© JUNGE FREIHEIT Verlag GmbH & Co. KG www.jungefreiheit.de 46/19 / 08. November 2019

Grüße aus Bern
Mit Hund und Katze
Frank Liebermann

Der Stadtteil Bümpliz liegt im Westen von Bern. Von dort aus ist der Bremgartenwald in nur wenigen Minuten zu Fuß erreichbar. Für die gestreßten Städter ist die riesige Grünfläche ein beliebtes Naherholungsgebiet. Unter anderem gibt es dort den Glasbrunnen, der ein beliebtes Wanderziel ist. Esoteriker schreiben dem Wasser heilende Kräfte zu. Grund dafür ist, daß die Quelle Wasser spendet, das aus dem Juramassiv stammen soll. Sie gilt als besonders mineralienreich und keimarm, zumindest behauptet das der Volksmund. 

Durch den Wald führen viele Wege, die labyrinthartig verzweigt sind. Wanderer, Jogger, Radfahrer und Hundebesitzer lieben das Gebiet. Eine weitere Liebhabergruppen ist seit einigen Jahren hinzugekommen: die Berner Waldmenschen. Leicht zu finden sind diese nicht. Nur Trampelpfade führen zu ihnen. Bei den Waldmenschen handelt es sich um eine spezielle Spezies. Diese hat sich in Zelten und selbstgebauten Unterkünften dort eingerichtet. Und das seit über sieben Jahren. Im härtesten Winter und bei sengender Hitze, die Waldmenschen leben in ihrem selbstgewählten Stück Freiheit, gemeinsam mit Hunden und Katzen.

Angeblich störten die Waldmenschen Flora und Fauna, was die Bewirtschaftung störte.

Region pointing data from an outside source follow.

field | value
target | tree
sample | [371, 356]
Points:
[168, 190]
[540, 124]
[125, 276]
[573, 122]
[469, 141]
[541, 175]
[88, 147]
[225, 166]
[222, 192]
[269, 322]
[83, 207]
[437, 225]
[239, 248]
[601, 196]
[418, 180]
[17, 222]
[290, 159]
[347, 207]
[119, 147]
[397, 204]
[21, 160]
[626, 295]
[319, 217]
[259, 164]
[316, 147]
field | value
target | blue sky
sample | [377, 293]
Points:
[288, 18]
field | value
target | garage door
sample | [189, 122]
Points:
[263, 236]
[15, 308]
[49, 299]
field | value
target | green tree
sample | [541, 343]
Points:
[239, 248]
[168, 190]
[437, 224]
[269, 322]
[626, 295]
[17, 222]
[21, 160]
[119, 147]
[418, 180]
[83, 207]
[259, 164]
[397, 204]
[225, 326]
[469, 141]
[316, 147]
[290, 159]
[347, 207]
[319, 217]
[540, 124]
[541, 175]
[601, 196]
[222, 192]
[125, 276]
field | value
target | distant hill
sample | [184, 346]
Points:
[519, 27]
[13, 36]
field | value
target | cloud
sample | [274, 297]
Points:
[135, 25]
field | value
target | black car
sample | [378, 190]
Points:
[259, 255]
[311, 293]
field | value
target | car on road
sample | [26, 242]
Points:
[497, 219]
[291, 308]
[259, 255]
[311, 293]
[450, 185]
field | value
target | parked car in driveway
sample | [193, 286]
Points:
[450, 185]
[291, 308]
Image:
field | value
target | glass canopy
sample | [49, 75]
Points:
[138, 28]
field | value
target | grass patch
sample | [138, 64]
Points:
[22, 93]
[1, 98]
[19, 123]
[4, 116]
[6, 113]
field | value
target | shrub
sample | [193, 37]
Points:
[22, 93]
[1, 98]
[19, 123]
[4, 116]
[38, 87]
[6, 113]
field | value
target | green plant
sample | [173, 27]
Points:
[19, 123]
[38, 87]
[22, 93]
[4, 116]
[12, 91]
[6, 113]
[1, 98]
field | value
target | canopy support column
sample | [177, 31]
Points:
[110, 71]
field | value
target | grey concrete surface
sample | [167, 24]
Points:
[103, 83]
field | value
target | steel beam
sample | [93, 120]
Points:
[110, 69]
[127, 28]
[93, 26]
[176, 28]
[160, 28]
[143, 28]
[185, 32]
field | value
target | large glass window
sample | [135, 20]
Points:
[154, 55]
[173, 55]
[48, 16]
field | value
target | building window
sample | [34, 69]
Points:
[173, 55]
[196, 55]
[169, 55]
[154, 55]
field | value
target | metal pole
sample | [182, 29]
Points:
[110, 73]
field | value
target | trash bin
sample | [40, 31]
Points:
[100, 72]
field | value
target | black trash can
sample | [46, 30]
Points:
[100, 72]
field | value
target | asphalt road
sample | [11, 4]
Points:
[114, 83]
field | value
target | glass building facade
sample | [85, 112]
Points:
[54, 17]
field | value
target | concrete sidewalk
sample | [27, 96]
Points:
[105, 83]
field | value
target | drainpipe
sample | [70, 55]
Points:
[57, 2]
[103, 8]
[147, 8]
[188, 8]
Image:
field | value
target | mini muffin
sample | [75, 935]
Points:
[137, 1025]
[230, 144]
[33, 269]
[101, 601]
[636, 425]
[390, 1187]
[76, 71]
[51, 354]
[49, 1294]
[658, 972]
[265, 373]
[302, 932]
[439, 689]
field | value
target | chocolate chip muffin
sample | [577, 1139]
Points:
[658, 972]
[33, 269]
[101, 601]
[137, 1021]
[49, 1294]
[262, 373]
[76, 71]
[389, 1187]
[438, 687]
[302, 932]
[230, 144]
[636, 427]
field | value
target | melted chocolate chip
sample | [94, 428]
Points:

Selbst verstehen sie sich als Teil der Natur. Als Feuerholz nutzen sie abgebrochene Äste, Wasser gibt es am Brunnen, an dem sie sich auch waschen. Zur Last fallen wollen sie der Gemeinschaft nicht. Sie beziehen keine Sozialleistungen, sondern finanzieren sich selbst. Ihr bescheidenes Leben bestreiten sie durch Betteln oder den Verkauf von Gegenständen, die sie selbst hergestellt haben. Trotz allem haben die weißen, meist gepiercten Langhaarigen nicht nur Freunde. Spaziergänger erschraken sich schon über deren Anblick, weisen diese doch gewisse Ähnlichkeiten mit den Hobbits oder anderen Gestalten aus Mittelerde auf. Mittlerweile sind die Aussteiger schon fast prominent. Die großen Zeitungen haben über sie berichtet, das Schweizer Fernsehen ebenfalls, und angeblich ist das Lager sogar auf Google Maps zu sehen. Nachdem das einige Jahre gut ging, mußten die Waldmenschen vor einigen Wochen umziehen. Ihr Standort war nicht optimal, meinten die Waldbesitzer. Angeblich störten sie Flora und Fauna, was die Bewirtschaftung störte und die Politik zum Handeln zwang. Jetzt sind sie an den Waldrand umgezogen, der im Besitz der Gemeinde ist. Dort stören sie angeblich weniger. Und auch sie sind dort zufriedener. Einer regionalen Zeitung haben sie mitgeteilt, daß es dort die schöneren Sonnenaufgänge gebe.